AUP documents are similar to and often serve the same function as the Terms of Service document (e.g., as used by Google Gmail and Yahoo!), although not always. In the case of IBM for instance, the Terms of Use are about the way in which IBM presents the site, how they interact with visitors of the site and little to no instruction as to how to use the site.

In some cases, AUP documents are named Internet and E-mail Policy, Internet AUP, Network AUP, or Acceptable IT Use Policy. These documents, even though named differently, largely provide policy statements as to what behavior is acceptable from users of the local network/Internet connected via the local network.

Common elements of AUP statements

In general, AUP statements/documents often begin with a statement of the philosophy of the sponsoring organization and intended reason as to why Internet use is offered to the users of that organization's network.

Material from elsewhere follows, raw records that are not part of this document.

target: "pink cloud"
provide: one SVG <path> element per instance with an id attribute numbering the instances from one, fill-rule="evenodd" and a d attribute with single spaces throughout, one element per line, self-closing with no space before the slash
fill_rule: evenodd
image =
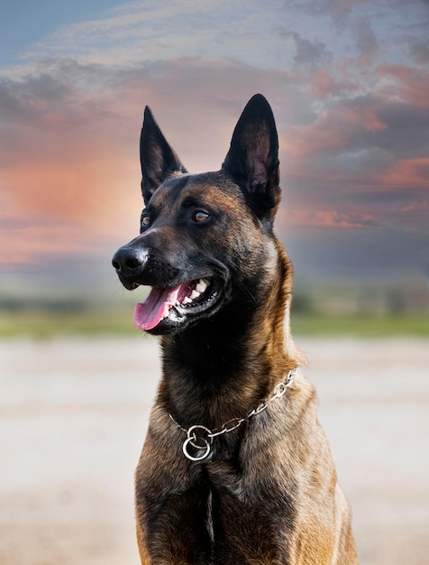
<path id="1" fill-rule="evenodd" d="M 401 159 L 376 175 L 376 180 L 383 187 L 416 188 L 429 191 L 429 157 Z"/>
<path id="2" fill-rule="evenodd" d="M 395 79 L 393 86 L 384 87 L 386 97 L 397 98 L 400 96 L 405 101 L 417 107 L 429 107 L 429 72 L 423 68 L 401 65 L 380 65 L 379 74 Z"/>

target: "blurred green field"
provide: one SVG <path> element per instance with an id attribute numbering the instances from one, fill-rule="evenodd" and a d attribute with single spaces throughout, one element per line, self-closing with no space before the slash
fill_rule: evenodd
<path id="1" fill-rule="evenodd" d="M 0 338 L 27 337 L 47 339 L 59 336 L 138 335 L 132 309 L 0 311 Z M 316 314 L 295 313 L 294 335 L 361 338 L 395 336 L 429 337 L 429 316 L 423 314 Z"/>

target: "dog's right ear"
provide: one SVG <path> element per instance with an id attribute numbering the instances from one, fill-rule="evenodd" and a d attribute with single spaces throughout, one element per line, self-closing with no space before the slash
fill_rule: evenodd
<path id="1" fill-rule="evenodd" d="M 141 165 L 141 193 L 147 205 L 158 187 L 177 172 L 187 172 L 176 152 L 162 134 L 151 108 L 144 108 L 144 120 L 140 136 Z"/>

For example, the sponsoring organization adopts a philosophy of self-regulation and offers the user connection to the local network and also connection to the Internet providing that the user accepts the fact she/he is going to be personally responsible for actions taken when connected to the network or Internet. This may mean that the organization is not going to provide any warning system should the user contravene policy, maintaining that it is up to the user to know when his/her actions are in violation of policy.^{[ citation needed ]} Often Acceptable Use Policy documents provide a statement about the use of the network and/or Internet and its uses and advantages to the business, school or other organisation sponsoring connection to the Internet.^[7] Such a statement may outline the benefit of email systems, ability to gain information from websites, connection with other people through the use of instant messaging, and other similar benefits of various protocols including the relatively new VoIP services.

The most important part of an AUP document is the code of conduct governing the behaviour of a user whilst connected to the network/Internet. The code of conduct may include some description of what may be called netiquette which includes such items of conduct as using appropriate/polite language while online, avoiding illegal activities, ensuring that activities the user may embark on should not disturb or disrupt any other user on the system, and caution not to reveal personal information that could be the cause of identity theft.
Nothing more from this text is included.